To relieve economic burden of refugee crisis, U.N. is buying Lebanese
U.N. aid agencies will give preference to purchasing Lebanese products as it works to meet the needs of close to 1 million Syrian refugees in Lebanon in a bid to offset the economic burden of the crisis.
U.N. aid agencies have spent around $1 billion in aid to refugees in 2013, Deputy Special Representative for Lebanon and U.N. Humanitarian Coordinator Robert Watkins said following a meeting Wednesday with caretaker Industry Minister Freij Sabounjian.
The Industry Ministry in cooperation with U.N. agencies will advise Lebanese businesses on the procedures to participate in U.N. tenders to purchase goods for refugees, Sabounjian told The Daily Star.
Lebanese businesses which offer products on a par with foreign goods in terms of pricing and quality will be given preference over foreign suppliers, the minister added.
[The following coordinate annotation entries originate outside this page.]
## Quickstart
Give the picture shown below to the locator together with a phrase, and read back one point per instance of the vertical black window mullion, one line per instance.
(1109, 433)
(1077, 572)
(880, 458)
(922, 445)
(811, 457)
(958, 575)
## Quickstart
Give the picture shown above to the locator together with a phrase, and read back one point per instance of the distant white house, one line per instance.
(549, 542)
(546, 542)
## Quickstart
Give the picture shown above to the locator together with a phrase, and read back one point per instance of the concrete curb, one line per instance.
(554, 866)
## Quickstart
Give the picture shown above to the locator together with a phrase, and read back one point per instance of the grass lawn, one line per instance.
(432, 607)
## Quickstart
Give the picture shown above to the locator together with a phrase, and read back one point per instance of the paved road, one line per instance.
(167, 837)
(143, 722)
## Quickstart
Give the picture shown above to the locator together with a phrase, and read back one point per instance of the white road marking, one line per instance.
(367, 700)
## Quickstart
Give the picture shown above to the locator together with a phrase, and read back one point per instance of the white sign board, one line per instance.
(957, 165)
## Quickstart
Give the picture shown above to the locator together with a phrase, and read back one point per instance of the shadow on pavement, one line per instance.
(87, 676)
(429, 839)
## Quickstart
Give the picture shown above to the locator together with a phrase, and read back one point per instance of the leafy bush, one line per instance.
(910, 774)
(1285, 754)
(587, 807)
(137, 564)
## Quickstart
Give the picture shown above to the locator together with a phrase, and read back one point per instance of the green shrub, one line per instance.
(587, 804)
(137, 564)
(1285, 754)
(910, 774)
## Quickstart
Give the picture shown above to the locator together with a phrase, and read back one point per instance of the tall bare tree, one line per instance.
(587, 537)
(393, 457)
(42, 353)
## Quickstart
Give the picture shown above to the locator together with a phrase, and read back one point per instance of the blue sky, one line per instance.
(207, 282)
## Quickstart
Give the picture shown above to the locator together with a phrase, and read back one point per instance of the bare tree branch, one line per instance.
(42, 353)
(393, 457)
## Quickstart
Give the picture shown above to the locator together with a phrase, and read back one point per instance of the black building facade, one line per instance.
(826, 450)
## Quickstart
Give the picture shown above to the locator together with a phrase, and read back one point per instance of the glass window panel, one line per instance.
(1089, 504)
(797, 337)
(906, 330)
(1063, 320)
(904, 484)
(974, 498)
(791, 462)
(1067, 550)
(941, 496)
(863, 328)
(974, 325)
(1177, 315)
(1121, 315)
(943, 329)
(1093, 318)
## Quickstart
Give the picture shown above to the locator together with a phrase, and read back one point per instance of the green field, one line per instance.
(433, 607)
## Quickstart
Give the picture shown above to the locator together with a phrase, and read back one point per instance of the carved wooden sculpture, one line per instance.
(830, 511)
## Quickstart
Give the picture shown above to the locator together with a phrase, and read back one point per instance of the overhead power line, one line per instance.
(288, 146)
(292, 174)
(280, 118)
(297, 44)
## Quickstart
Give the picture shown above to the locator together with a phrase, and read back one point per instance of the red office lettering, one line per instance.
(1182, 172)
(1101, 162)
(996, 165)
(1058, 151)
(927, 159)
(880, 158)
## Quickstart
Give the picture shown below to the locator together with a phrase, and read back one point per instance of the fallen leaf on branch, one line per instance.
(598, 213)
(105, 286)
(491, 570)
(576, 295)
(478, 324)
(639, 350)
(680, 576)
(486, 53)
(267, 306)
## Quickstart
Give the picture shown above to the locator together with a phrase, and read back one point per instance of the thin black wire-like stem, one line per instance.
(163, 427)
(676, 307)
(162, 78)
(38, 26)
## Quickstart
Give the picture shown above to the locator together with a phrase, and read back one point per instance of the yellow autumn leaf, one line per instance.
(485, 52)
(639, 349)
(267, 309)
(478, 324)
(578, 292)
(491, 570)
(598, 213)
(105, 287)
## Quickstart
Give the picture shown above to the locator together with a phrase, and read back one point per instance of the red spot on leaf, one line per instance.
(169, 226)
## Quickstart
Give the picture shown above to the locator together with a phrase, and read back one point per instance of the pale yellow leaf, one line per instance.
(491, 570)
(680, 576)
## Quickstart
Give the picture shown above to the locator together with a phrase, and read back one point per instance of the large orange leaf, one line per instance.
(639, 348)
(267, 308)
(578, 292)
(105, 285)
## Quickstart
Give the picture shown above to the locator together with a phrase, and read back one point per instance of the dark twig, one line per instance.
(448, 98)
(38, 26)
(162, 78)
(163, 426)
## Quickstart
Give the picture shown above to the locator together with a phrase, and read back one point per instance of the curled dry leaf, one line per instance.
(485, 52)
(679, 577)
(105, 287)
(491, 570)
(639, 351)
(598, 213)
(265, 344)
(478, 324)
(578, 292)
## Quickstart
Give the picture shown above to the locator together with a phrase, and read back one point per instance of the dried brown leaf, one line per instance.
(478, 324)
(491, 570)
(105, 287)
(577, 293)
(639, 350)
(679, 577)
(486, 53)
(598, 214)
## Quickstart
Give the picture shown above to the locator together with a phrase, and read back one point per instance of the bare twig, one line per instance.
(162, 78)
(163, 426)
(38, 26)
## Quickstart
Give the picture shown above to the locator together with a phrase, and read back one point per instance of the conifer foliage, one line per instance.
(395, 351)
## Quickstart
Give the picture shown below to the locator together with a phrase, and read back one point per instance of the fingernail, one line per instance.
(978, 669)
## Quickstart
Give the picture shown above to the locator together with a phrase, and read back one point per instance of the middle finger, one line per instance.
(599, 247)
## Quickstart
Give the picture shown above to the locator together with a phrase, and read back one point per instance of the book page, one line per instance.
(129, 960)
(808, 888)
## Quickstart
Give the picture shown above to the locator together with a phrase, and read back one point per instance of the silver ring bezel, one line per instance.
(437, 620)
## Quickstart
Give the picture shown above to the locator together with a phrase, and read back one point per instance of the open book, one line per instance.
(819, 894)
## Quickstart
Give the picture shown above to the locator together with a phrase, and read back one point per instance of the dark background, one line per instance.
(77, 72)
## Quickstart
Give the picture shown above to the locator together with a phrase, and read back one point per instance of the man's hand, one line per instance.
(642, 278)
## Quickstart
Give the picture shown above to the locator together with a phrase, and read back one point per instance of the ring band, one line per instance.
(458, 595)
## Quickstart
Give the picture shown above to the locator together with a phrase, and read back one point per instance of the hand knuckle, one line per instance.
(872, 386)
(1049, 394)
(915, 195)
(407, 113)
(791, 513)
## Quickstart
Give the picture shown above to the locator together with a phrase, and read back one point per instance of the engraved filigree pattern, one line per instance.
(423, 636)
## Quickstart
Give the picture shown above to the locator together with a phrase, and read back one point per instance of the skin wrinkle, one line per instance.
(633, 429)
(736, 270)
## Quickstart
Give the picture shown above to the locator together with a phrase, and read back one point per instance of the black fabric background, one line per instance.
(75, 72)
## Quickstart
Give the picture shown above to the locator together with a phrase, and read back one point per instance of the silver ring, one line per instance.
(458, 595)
The ministry, in collaboration with U.N. agencies, will hold a workshop on Feb. 13 to inform Lebanese businesses on the procedures governing U.N. tenders, said Cristiano Pasini, a representative of the United Nations Industrial Development Organization.
Pasini, who participated in the meeting with Sabounjian and Watkins, said the workshop aimed at bridging the gap between U.N. agencies and Lebanese industrialists with regard to the tender procedures adopted by U.N. organizations.
Besides organizing workshops and seminars, U.N. agencies in Lebanon will establish information centers on their premises to assist Lebanese businesses willing to participate in tenders, Sabounjian said.
In the event that the U.N. requires products that aren’t manufactured locally, Lebanese importers would also be given preference to supply U.N. agencies with the needed good, Sabounjian added.
“This will also cut the transportation and shipping cost for U.N. agencies,” Sabounjian said.
Channeling funds used to purchase aid for refugees into the Lebanese economy could partially offset the economic burden of the Syrian crisis by increasing demand for manufactured goods and boosting the output of Lebanon’s industries, he said.
A World Bank report released last year said the Syrian crisis would cut real GDP growth by 2.9 percentage points each year over the 2012-14 period, depressing government revenue by some $1.5 billion while increasing state expenditures by $1.1 billion due to the surge in demand for public services.
The total fiscal impact of the crisis was estimated at $2.6 billion while some $1.5 billion would be needed for stabilization.
“The agreement reached with U.N. agencies today ... is very important for the Lebanese economy because it will help productive sectors sell their goods and encourage them to increase production,” Sabounjian said.
On top of increasing the fiscal deficit, the influx of Syrian refugees into Lebanon have resulted in increased illegal competition in the industrial sector that have hit a large number of Lebanese small and medium-sized enterprises.
A number of Syrian refugees looking for income to sustain their families have set up unlicensed small businesses on the outskirts of Beirut, according to several Lebanese industrialists, who said such workshops mainly offer paint, carpentry and furniture renovation services.
The lack of sufficient international aid and the deteriorating state finances have left the government with no option but to turn a blind eye to the issue.